Freeze-dried rat mummies
While the conditions are not ideal for living creatures, they create perfect conditions for preservation, as the mice are essentially freeze-dried, Storz said. Under normal circumstances, it is difficult to find mummified rats since most deaths are caused by predators. But high in the mountains, rats have no predators.
The researchers carried out radiocarbon dating — a method that uses the amount of carbon in an organism’s material to estimate its age — which indicated that the oldest mummies were no more than 350 years old, while some could have died recently, according to the study.
Storz pointed to previous accounts of the rodent, where archaeologists thought rats would be used as part of inca rituals. As the samples are not as old as the Inca civilization (more than 500 years), this theory was discarded.
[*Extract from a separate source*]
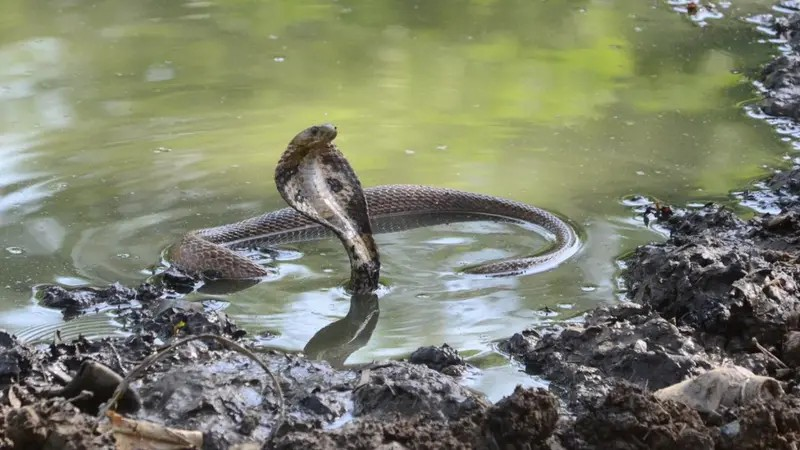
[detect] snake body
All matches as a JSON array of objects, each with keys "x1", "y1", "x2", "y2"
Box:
[{"x1": 170, "y1": 125, "x2": 578, "y2": 293}]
“It’s still a mystery why they’re there — why they would rise to these extreme elevations — but it’s also clear that they got there on their own,” said Storz, who also noted that the team has found evidence of active burrows at high elevations. altitudes.
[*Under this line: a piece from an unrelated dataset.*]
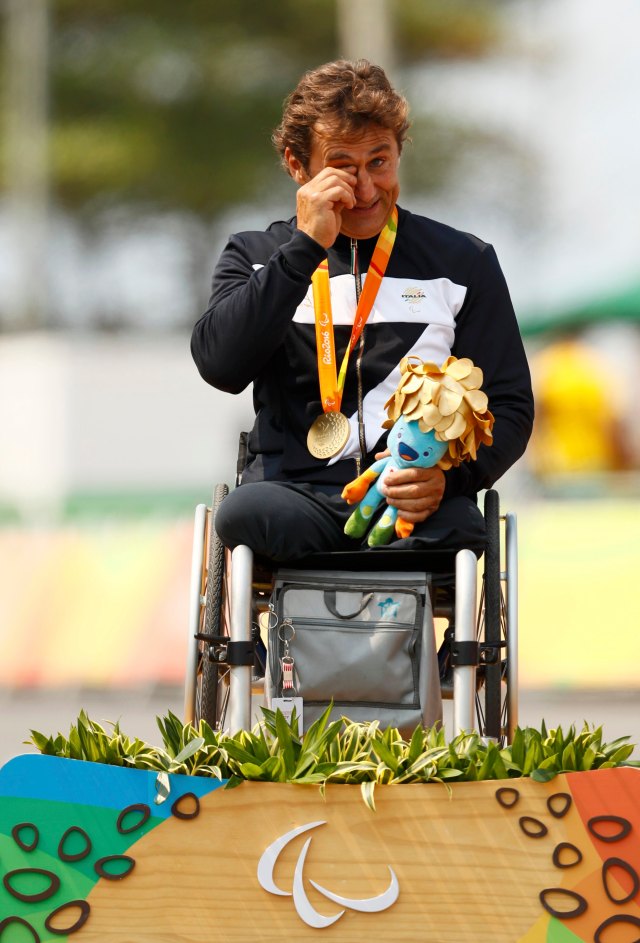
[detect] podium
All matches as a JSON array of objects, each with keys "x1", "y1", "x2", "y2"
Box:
[{"x1": 0, "y1": 755, "x2": 640, "y2": 943}]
The team of researchers is currently conducting research on 31 mice trapped in live traps, including the record-breaking mouse, to try to understand how the species can survive in extreme conditions, Storz said. The research will also include analysis of intestinal contents to find out what the rats have been eating.
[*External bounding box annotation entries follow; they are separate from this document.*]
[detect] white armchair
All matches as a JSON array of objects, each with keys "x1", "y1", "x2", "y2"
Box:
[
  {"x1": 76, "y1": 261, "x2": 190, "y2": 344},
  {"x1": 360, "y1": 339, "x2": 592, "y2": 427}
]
One theory is that rats eat lichens, a combination of a fungus and an algasaid Storz, which is also a common part of diet of some Arctic mammalsanother example of an arid and sterile environment.
Lichens, like other mosses and small arthropods, develop from the release of water vapor and hot gases from the volcano’s soil crust, the ecologist said. Emmanuel Fabián Ruperto, of Argentine Dry Land Research Institute in Mendoza, Argentina, at CNN by email.
A second theory is that plant fragments, small insects and other food resources are carried by the wind to mountaintops, Fabián-Ruperto said.
“It was believed that life at such high altitudes was impossible for mammals,” said Fabián-Ruperto, who was not involved in the study. “These observations surpass previous records in the Himalayas and other mountain ranges, challenging what we thought we knew about the species’ survival capabilities.”
Life in extreme environments
The leaf-eared mouse weighs in average 55 grams. With more research, scientists hope to learn how the little mouse manages to maintain a stable body temperature at such high altitudes, when the rate of heat loss could lead the mouse to hypothermia and death within minutes, Fabián-Ruperto said.
One of the main reasons for the species’ success may be its adaptability to higher altitudes, where the mice have been observed to be active during the day, rather than nocturnal like their low-altitude counterparts, Storz said.
“Life always seems to find a way, no matter how hostile the environment may be,” Storz said. He hopes this discovery will illuminate how evolution can equip animals to live in environments originally considered uninhabitable.